The Rollin Sisters | Sisterhood: SC Suffragists - Episode 2


The Civil War brought an abrupt change to the Rollin Family, ending a period where, according to Frances Rollin, “free people of color were at the zenith of their prosperity”. The Rollin family’s wealth became decimated by the Civil War, and the Rollin sisters are forced to remain in the north with family and friends. When the sisters return home, they are enthusiastically determined to embrace the new world which post-Civil War and Reconstruction brought to South Carolina.  Frances Rollin takes a teaching post at the American Missionary Association’s Freedman’s School; later, the Penn Center in Beaufort. It was during her trip to the Penn Center when the Pilot Boy incident occurred. Frances is assisted during her lawsuit by Major Martin DeLaney, the highest ranking African American soldier in the Union Army. DeLaney is so taken by Frances’ determination and abilities, that he engages her to write his biography.

In 1867, Frances Rollin travels to Boston, where she writes her book on Martin DeLaney.
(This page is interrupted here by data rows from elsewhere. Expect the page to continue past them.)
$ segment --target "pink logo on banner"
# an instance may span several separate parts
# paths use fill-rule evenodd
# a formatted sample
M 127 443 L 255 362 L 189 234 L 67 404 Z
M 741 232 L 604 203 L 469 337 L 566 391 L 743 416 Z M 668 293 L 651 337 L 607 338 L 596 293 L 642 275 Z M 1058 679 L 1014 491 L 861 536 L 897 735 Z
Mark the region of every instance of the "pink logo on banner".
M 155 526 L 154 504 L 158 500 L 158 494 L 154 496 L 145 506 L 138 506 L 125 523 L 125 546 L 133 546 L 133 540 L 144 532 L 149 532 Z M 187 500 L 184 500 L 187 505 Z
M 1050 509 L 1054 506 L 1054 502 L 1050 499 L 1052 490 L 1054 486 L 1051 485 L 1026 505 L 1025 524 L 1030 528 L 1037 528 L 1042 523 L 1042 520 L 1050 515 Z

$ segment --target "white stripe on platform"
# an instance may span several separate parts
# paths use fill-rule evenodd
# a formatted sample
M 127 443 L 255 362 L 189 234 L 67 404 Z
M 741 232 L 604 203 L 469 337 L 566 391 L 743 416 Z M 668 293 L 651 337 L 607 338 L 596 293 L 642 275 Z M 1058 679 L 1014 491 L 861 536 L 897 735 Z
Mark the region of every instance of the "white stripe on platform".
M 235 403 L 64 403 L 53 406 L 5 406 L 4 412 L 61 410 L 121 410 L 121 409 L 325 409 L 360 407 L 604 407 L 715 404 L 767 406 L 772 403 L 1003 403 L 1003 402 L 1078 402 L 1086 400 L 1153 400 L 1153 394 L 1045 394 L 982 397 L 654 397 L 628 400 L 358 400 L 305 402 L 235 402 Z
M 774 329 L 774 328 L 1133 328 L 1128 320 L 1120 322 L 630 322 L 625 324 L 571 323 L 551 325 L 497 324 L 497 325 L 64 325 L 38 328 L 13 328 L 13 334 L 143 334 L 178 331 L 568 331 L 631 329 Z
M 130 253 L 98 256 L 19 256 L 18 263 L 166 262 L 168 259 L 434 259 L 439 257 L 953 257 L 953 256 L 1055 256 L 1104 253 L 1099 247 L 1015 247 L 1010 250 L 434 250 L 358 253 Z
The book is written under the pen name “Frank A. Rollin”. While in Boston, Frances becomes acquainted with abolitionists William Lloyd Garrison and Wendell Phillips, as well as intellectuals like William Nell, and Richard Greener. Kate and Lottie Rollin return to Charleston to establish a day school for colored boys and girls, which operates for only eighteen months. The sisters move to Columbia, where they teach at the Freedmen’s Bureau’s school, and pick up positions in South Carolina’s fledgling Reconstruction government, where they gain influence in the Republican controlled state.